2 There is some confusion over what rules actually apply to Hollywood but I would not allow the government officials who created California’s complex regime to benefit from its confusing nature. The district court did not address the singing ban, and the Ninth Circuit applied rational basis review because it was not convinced that anyone is permitted to sing indoors in California. _ F. 3d., _, 2021 WL 222814, *18 (CA9, Jan. 22, 2021). But the record suggests that music, film, and television studios are permitted to sing indoors. See Record in No. 20–56358, Doc. 18–4, p. 124 (CA9) (decl. of Screen Actors Guild General Counsel) (“Singing in larger groups [inside the studio] is permitted but only . . . with additional protections.”). California’s most recent edict prohibits singing at “private” “social situations” as well as “activities protected by the First Amendment to the extent they are not already permitted by other guidance.” California Dept. of Public Health, Guidance for the Prevention of COVID–19 Transmission for Gatherings (updated Nov. 13, 2020). No one seems to know exactly how far this language stretches, but it seems unlikely to apply to the entertainment industry, which has its own governing guidance. And California does not squarely deny as much here. See Brief in Opposition 51–52, and n. 52. As the Court recognizes, though, nothing in today’s order precludes future relief on this claim either.

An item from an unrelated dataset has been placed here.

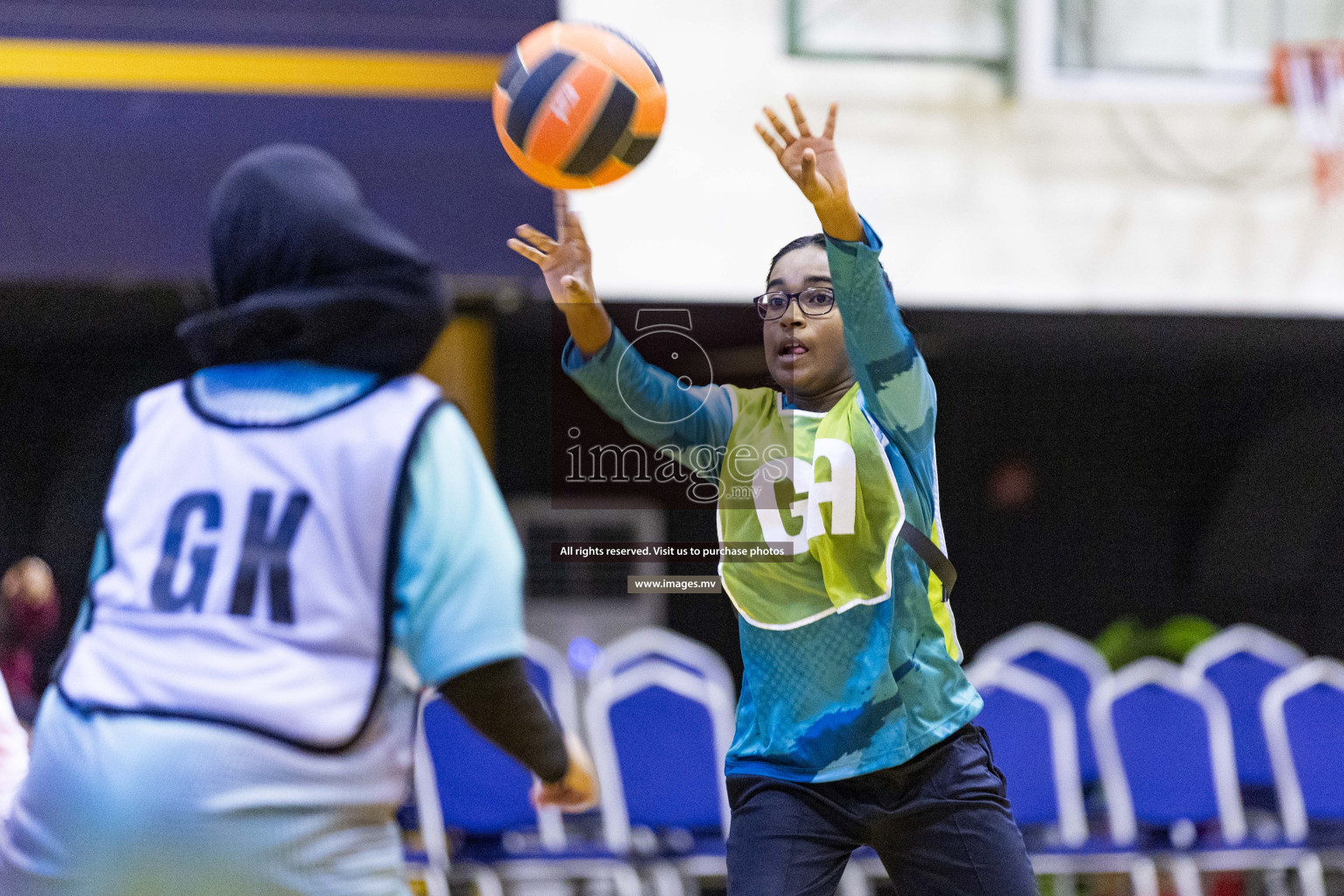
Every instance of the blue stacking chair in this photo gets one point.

Once more, too, the State has not explained how a total ban on religious singing is narrowly tailored to its legitimate public health concerns. Even if a full congregation singing hymns is too risky, California does not explain why even a single masked cantor cannot lead worship behind a mask and a plexiglass shield. Or why even a lone muezzin may not sing the call to prayer from a remote location inside a mosque as worshippers file in. The Ninth Circuit sought to defend California’s uneven regime by observing that the entertainment industry has adopted COVID–19 testing protocols. See _ F. 3d., at _, 2021 WL 222814, *13. But, if that’s true, it is unclear why California’s religious institutions might be denied a similar opportunity. Rather than assume such testing is infeasible, California might have at least offered the option, or sought to adapt it to churches. In my view, the State must do more to tailor the requirements of public health to the rights of its people. The Court’s order today at least allows the applicants to press
these points on remand.

No doubt, California will argue on remand, as it has before, that its prohibitions are merely temporary because vaccinations are underway. But the State’s “temporary” ban on indoor worship has been in place since August 2020, and applied routinely since March. California no longer asks its movie studios, malls, and manicurists to wait. And one could be forgiven for doubting its asserted timeline. Government actors have been moving the goalposts on pandemic-related sacrifices for months, adopting new benchmarks that always seem to put restoration of liberty just around the corner. As this crisis enters its second year— and hovers over a second Lent, a second Passover, and a second Ramadan—it is too late for the State to defend extreme measures with claims of temporary exigency, if it ever could. Drafting narrowly tailored regulations can be difficult. But if Hollywood may host a studio audience or film a singing competition while not a single soul may enter California’s churches, synagogues, and mosques, something has gone seriously awry.

The framers of our Constitution meant we were to have freedom of religion, not freedom from religion.